The trial judge, New York Supreme Court Justice Juan Merchan, threatened Trump's lawyers with contempt if they again try to bend his strict rules limiting the filing of new pretrial motions.
Courts have "power to punish for a criminal contempt" whenever there is "willful disobedience" of a judge's orders, Merchan warned in his ruling.
"This Court has the authority to implement measures as necessary to manage its docket and prevent "dilatory tactics" right up until the eve of trial," Merchan wrote.
Read Judge Merchan's ruling here.
Frivolous delays will not be tolerated, the judge warned.
"Defendant, either directly or through counsel, has repeatedly stated publicly that the defense goal is to delay these proceedings, if possible, past the 2024 presidential election," the judge noted in a footnote on the second page of the ruling.
Merchan has said he does not want to be strafed by last-minute, trial-delaying requests and demands.
On March 8, he ordered that before any new pretrial motions are filed, the parties must send him a one-page pre-motion letter setting out the relief being sought.

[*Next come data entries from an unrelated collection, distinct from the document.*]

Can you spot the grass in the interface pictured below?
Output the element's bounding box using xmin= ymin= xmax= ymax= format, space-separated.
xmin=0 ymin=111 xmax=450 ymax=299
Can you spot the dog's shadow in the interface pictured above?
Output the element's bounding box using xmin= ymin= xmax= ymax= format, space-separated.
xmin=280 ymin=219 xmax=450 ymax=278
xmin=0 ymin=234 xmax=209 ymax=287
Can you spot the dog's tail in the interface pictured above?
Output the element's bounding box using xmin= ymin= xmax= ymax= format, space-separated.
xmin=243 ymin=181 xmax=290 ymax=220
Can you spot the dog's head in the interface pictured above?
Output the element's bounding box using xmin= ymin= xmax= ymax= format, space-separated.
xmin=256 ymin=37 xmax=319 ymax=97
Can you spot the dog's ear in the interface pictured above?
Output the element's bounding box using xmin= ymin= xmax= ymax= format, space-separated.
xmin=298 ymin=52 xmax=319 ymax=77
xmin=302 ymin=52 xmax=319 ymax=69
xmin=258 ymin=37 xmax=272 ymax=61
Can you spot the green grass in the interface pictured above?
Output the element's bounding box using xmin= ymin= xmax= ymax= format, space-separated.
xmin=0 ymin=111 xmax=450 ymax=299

Only if the judge agrees can the actual motion be filed.
But in Tuesday's ruling, Merchan criticized Trump's team for skirting that rule last week by sending a one-page pre-motion letter attached to the motion itself.
Trump's side has complained that requiring these letters and the judge's permission violates his constitutional right to a fair trial, over criminal charges that he falsified business documents through hush-money payments to Stormy Daniels ahead of the 2016 presidential election.
Later on Tuesday afternoon, Merchan made public a March 10 letter from Trump's legal team that appeared to illustrate his concerns.
Todd Blanche, the former president's lead attorney in the case, wrote the judge a one-page letter asking if he could file a long motion asking yet again to delay the trial, even though Merchan has already indicated the April 15 jury selection date was firm.
Blanche said that "pretrial publicity" made a fair trial impossible. He blamed, in part, the streaming service Peacock, which released a documentary about Stormy Daniels on March 18.
"President Trump's constitutional right to a fair trial is at stake," Blanche wrote. "As will be discussed in detail in the proposed motion, no fair and impartial jury can be selected in this County at the end of this month."
He also blamed alleged "media leaks" about a plea and sentencing of Allen Weisselberg, the longtime Trump Organization executive who was separately convicted of tax fraud, and "the ongoing and near-daily barrage of prejudicial public comments by Michael Cohen and Stephanie Clifford."
Blanche noted that a fair jury might only be assembled when "media attention fades," apparently hopeful that the public might stop paying attention to the former president's criminal case over paying hush money to a porn actress.